The plant above wasn't trimmed back this winter so it is rather funky looking. The next photos are of plants that I trimmed back and moved into larger (18-inch) pots this past winter. These are plants grown from the Tuscan seeds, as is the plant in the first photo. There is a fair amount of variation in the Tuscan source plants.
The next plant is one of my more successful attempts at growing capers in the ground. It is growing atop the wall that retains the slope below the house. The wall is south-southwest facing. These bushes are a different strain of caper (Croatian), being more prostrate than the plants shown growing in the pots.
Here's a newly opened flower. Caper blossoms open in the late afternoon or early evening and only last a day or two. They have a fragrance that reminds me of the scent used in Johnson's Baby Powder.
Here's another shot of the plants atop the wall. These were planted 2 years ago from 4-inch pots. I hope that they will cascade down the wall someday.
And over here is one of my less successful attempts at growing a bush in the ground. This one has been in this spot for almost 2 years, transplanted from a gallon pot. It has shrunk, but I haven't given up yet.
The collage shown below is of my most recent attempt at putting plants in the ground.
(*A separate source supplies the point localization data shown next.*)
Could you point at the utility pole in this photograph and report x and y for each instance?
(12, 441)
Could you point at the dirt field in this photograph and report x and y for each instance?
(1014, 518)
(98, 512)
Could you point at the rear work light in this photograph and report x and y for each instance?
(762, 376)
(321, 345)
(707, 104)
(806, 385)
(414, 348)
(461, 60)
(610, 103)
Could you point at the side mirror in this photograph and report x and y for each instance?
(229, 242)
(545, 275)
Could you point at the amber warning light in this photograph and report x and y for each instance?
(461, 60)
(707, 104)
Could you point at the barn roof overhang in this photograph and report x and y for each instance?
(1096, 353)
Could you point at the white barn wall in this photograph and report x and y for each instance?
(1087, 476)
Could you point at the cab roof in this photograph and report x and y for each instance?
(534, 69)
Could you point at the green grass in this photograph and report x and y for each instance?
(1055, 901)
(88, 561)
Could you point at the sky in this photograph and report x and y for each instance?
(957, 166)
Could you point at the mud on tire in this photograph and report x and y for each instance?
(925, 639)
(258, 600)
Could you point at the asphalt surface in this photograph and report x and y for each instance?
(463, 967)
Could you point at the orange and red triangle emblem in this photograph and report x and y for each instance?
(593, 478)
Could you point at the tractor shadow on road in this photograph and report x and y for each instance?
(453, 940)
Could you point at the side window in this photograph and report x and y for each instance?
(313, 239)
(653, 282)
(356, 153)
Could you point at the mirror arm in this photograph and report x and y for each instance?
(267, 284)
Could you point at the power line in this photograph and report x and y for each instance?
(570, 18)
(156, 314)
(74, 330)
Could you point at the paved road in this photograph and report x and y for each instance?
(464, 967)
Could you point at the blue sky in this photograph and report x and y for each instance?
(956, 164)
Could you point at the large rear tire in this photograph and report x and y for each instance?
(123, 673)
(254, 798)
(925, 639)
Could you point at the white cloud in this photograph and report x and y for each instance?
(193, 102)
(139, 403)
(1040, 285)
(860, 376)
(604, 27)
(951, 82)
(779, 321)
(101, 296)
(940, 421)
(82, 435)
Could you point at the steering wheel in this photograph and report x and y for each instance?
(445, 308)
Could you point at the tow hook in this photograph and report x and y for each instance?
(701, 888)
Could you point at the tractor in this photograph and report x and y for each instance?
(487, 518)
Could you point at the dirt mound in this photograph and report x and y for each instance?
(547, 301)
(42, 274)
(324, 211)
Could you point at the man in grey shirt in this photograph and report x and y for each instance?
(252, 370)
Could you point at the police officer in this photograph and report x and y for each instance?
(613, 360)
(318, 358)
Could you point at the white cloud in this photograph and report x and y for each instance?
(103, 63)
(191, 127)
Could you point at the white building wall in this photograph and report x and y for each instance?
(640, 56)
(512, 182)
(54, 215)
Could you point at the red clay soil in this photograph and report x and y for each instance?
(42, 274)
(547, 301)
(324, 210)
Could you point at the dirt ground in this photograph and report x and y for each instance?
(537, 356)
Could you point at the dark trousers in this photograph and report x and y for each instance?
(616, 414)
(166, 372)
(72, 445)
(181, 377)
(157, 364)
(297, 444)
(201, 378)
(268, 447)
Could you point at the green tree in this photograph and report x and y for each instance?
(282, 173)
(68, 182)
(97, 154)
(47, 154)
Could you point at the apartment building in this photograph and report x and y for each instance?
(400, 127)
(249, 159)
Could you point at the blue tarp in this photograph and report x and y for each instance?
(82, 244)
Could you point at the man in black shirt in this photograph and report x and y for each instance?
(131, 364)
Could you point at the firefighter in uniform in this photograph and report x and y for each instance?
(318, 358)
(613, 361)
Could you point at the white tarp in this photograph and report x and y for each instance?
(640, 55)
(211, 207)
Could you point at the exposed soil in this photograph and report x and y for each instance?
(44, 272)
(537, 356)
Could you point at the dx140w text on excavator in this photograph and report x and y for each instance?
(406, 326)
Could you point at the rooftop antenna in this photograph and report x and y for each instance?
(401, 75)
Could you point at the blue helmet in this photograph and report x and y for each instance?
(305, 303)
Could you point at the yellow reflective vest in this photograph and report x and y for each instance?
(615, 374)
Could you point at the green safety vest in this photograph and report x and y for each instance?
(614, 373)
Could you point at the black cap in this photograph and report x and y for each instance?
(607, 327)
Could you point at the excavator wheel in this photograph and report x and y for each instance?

These were planted on the slope below the vegetable garden last fall. What a mess, one is definitely dead, trampled by the foraging deer. Another one looks completely dead except for the hint of a shoot coming up from the crown. The rest were doing ok until they dried out in a heat wave last month but now they look like they may be coming back. Well, I'm not going to take them out, but I am going to plant rosemary on that slope too. May the strongest plants win!
Here's a couple of plants in smaller pots that I did not get around to moving into larger pots this winter. It's interesting how they will grow to a size that the pot can accomodate and then stop. Capers don't really like having their roots disturbed so I prefer to transplant my most valuable plants (to me) when they are dormant. Although I have found that I can pot up from 4-inch or gallon pots at any time. Pot grown capers need regular watering and food to look good and produce flowers. When the weather is hot I water the plants almost every day and feed them once a week with a water soluble fertilizer through the summer and early fall. I stop feeding them around October to allow them to harden off and go dormant for the winter.
In the same area there is a volunteer coming up through a crack in the wall!
The deer did nibble at the plant shown above while they were looking for tastier treats such as the Boston ivy that is growing on the nearby wall...
It's time to start spraying the ivy with Liquid Fence. The stuff really works and since we don't get summer rains to wash it off, I only have to reapply if the plants put out significant new growth.